Indian banks can reduce per-transaction costs by up to 50 percent in the next few years by going digital, an Assocham-PwC study said on Friday.
“Banks will have to make the operating model agile so as to easily adapt to changing business dynamics, as the people driving technological innovations at banks have grown up on technology that is different from what is prevalent in today’s times,” the study said.
Titled ‘Logging into digital banking: Creating access, transforming lives,’ the study conducted by The Associated Chambers of Commerce and Industry of India (ASSOCHAM) and PwC said banks need to structurally change their cost base and institute more aggressive cost management processes.

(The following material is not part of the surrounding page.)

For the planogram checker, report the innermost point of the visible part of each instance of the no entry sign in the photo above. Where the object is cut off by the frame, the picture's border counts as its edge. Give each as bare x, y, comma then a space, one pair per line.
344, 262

Branch banking needs to undergo significant transformation, with the branch size and costs being reduced by introduction of new models and migrating transactions to low-touch digital channels, it said.
“Branches may need to take many forms, from flagship information, advisory and engagement hubs (offering education, financial advice, full service capabilities and community offerings) to smart kiosks,” it added.
Competitive reach of banks will no longer be determined by branch networks, rather by technology and advertising budgets, the ASSOCHAM-PwC study noted.
New digital entrants will able to offer similar high-value services, unencumbered by the massive legacy cost bases of traditional banks. “Existing banks will need to restructure their cost base, while at the same time investing in innovation around areas such as analytics and delivery,” it said.
The study said that going ahead, smart devices will grow in importance and take its place alongside cards as primary medium for consumer payment which will continue to remain popular as they are quick and effective.
Besides, industry utilities like customer authentication, fraud checking, payments’ processing and KYC processing, will arise as cost pressures and technological advances will force banks to focus on customer service and risk management, it added.